Autor de 30 livros e suposto plágio
O homem afirmar ser autor de mais de 30 livros, que abordam desde poesia, passando pela história da cidade natal, Tunas (RS), a títulos sobre princípios do Direito. Pelo menos uma dessas publicações é alvo de investigação da Polícia por plágio. Conforme as autoridades, a obra foi utilizada por João Riél como trabalho de conclusão de curso em um suposto pós-doutorado feito por ele na Itália.
"As investigações estão em curso, então os dados são sigilosos, mas posso dizer que há uma investigação de plágio bastante consistente, que descortinou que as obras publicadas por ele utilizam trechos de autores diversos", declarou o promotor de Justiça da comarca de Arroio do Tigre, Heráclito Neto ao G1.

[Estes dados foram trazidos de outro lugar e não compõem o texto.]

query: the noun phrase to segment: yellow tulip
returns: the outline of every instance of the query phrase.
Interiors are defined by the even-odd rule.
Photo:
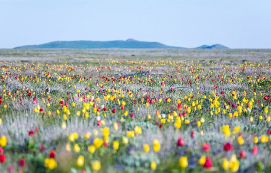
[[[156,169],[156,162],[155,161],[153,161],[150,162],[150,169],[152,170],[155,170]]]
[[[81,167],[84,165],[84,157],[82,155],[80,155],[78,157],[76,164],[78,166]]]
[[[185,168],[188,165],[188,162],[187,158],[186,157],[182,156],[179,159],[179,164],[182,168]]]
[[[154,140],[153,145],[154,152],[157,153],[160,150],[160,143],[158,139],[155,139]]]
[[[148,153],[150,151],[150,147],[149,147],[149,145],[146,144],[145,144],[143,145],[143,148],[144,149],[144,151],[145,153]]]
[[[3,136],[0,138],[0,146],[4,147],[7,145],[7,137]]]
[[[113,141],[113,149],[115,150],[117,150],[118,149],[118,146],[119,145],[119,143],[116,141]]]

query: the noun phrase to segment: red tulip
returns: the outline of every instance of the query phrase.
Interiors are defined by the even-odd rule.
[[[245,151],[244,151],[244,150],[241,149],[240,151],[239,155],[240,155],[240,157],[242,159],[244,159],[246,158],[246,153],[245,153]]]
[[[25,159],[23,158],[21,158],[19,162],[19,165],[20,167],[23,167],[25,166]]]
[[[30,130],[28,132],[28,135],[30,136],[32,136],[34,135],[34,132],[33,130]]]
[[[45,150],[45,147],[44,145],[41,145],[39,148],[39,150],[41,152],[42,152]]]
[[[3,154],[0,155],[0,162],[1,163],[4,163],[5,161],[5,160],[6,157]]]
[[[180,138],[178,139],[177,145],[179,147],[181,147],[183,145],[183,141],[181,138]]]
[[[233,150],[234,149],[232,144],[230,142],[227,142],[224,144],[224,150],[228,151]]]
[[[52,150],[50,151],[49,154],[49,158],[54,158],[56,157],[56,153],[54,150]]]
[[[210,157],[206,157],[206,162],[204,164],[204,167],[206,168],[210,168],[212,167],[212,160]]]

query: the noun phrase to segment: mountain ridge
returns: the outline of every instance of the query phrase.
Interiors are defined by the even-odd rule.
[[[216,44],[203,45],[196,49],[225,49],[227,47]],[[131,38],[126,41],[55,41],[39,45],[26,45],[14,49],[186,49],[168,46],[158,42],[138,41]]]

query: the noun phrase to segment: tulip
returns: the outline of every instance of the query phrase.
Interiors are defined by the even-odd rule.
[[[181,147],[183,145],[183,141],[182,139],[181,138],[179,138],[177,142],[177,145],[179,147]]]
[[[152,170],[155,170],[156,169],[156,162],[155,161],[153,161],[150,162],[150,169]]]
[[[239,155],[240,155],[240,157],[242,159],[244,159],[246,157],[246,153],[244,150],[241,149],[240,151],[240,153],[239,153]]]
[[[224,144],[224,150],[226,151],[233,150],[234,149],[232,144],[230,142],[227,142]]]
[[[4,147],[7,145],[7,137],[3,136],[0,138],[0,147]]]
[[[206,157],[206,161],[204,165],[204,167],[209,168],[212,167],[212,160],[210,157]]]
[[[150,151],[150,147],[149,147],[149,145],[146,144],[145,144],[143,145],[143,148],[144,151],[145,153],[148,153]]]
[[[0,162],[4,163],[6,159],[5,156],[3,154],[0,155]]]
[[[81,167],[84,165],[84,157],[82,155],[80,155],[79,156],[78,158],[77,159],[77,161],[76,161],[76,164],[77,166]]]
[[[155,139],[153,140],[153,145],[154,152],[157,153],[160,150],[160,143],[158,139]]]
[[[210,149],[210,144],[206,143],[204,143],[202,144],[202,148],[204,151],[209,151]]]
[[[188,165],[187,158],[186,157],[180,157],[179,159],[179,164],[180,166],[182,168],[185,168]]]
[[[54,151],[54,150],[51,150],[49,154],[49,158],[54,158],[55,157],[56,153]]]
[[[118,149],[118,146],[119,145],[119,143],[116,141],[114,141],[113,143],[113,149],[115,150],[117,150]]]

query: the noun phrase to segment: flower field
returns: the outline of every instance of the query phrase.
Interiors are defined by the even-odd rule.
[[[0,52],[0,172],[271,171],[270,51],[61,51]]]

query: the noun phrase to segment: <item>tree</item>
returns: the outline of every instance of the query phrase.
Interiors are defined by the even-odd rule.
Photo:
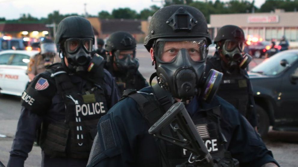
[[[47,24],[51,24],[55,23],[58,24],[63,19],[71,16],[78,16],[77,13],[68,14],[65,15],[60,14],[58,10],[55,10],[53,13],[49,14],[47,15],[47,19],[45,21]]]
[[[113,16],[108,11],[102,10],[98,13],[98,17],[101,19],[112,19]]]
[[[281,9],[286,11],[298,10],[298,0],[267,0],[261,6],[259,11],[269,12],[275,9]]]
[[[34,17],[31,16],[29,13],[26,15],[25,14],[23,14],[22,17],[19,19],[19,21],[38,21],[39,20],[36,17]]]
[[[154,13],[159,10],[160,8],[156,5],[153,5],[150,7],[150,9],[144,9],[140,13],[139,18],[144,20],[148,19],[148,17],[152,16]]]
[[[132,10],[128,7],[119,8],[114,9],[112,12],[112,16],[115,19],[132,19],[136,18],[138,15],[135,10]]]

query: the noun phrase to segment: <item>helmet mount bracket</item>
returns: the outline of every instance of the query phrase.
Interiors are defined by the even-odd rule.
[[[166,23],[174,31],[190,31],[198,23],[198,21],[183,7],[180,7],[168,19]]]

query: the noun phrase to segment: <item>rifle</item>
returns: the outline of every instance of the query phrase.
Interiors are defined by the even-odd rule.
[[[179,139],[162,133],[162,130],[169,125],[178,134]],[[239,162],[233,159],[229,152],[225,153],[225,157],[223,158],[213,159],[208,151],[182,102],[174,104],[150,127],[148,131],[155,137],[190,152],[188,161],[177,165],[176,167],[239,166]]]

"A investigação também mostra uma incompatibilidade de datas e períodos para os cursos que ele diz ter feito. Ele diz ter cursado mestrado, doutorado e pós-doutorado em três anos", detalhou.
As apurações indicam que há cópias em outros livros do suspeito. João Riél declarou, ao G1, não está a par das investigações contra ele. Sobre os livros, o homem disse que todos foram escritos por ele e negou as denúncias de plágio. "Escrevi meu primeiro livro com 17 anos", garantiu à publicação.
Participação no Caldeirão do Huck
O nome do homem ganhou destaque após uma publicação nas redes sociais ultrapassar 21 mil curtidas e mais de 2 mil replicações. Na postagem, o autor Francisco Campis expõe as supostas realizações de João Riél, as quais classifica como dignas "de filme".
Além das investigações policiais, o usuário relembra a participação do homem no quadro "Quem quer ser um milionário", do Caldeirão do Huck, em 2019, quando ele ganhou um prêmio de R$ 15 mil após não acertar perguntas consideradas simples, como: quantos segundos existem em uma hora; qual é a figura mitológica que é meio mulher e meio peixe. O ex-estagiário ainda seria autor de diversos artigos publicados em um jornal gaúcho e seria figura frequente em quadros de TV do Rio Grande do Sul.
Versão do suspeito
João Riél confirmou à publicação a versão do ex-vice-presidente de que o título de desembargador atribuído a ele na agenda oficial seria "um erro". O ex-estagiário declarou que a repercussão sobre o assunto aconteceu devido a uma série de publicações realizadas nas redes sociais por um "advogado iniciante".
"O rapaz eu não sei quem é, mas vou acioná-lo judicialmente. Ele tentou denegrir minha imagem. Não sei por que veio à tona agora", disse ao G1.
Na terça-feira (2), o autor das postagens se pronunciou sobre a possibilidade da ação contra ele.
"João Riél está ameaçando me processar, pois que processe. Aproveito a situação e levo todas as informações que consegui sobre ele pro conhecimento da justiça. No final do processo ele ainda vai ter que pagar as custas e os meus honorários", escreveu em uma rede social.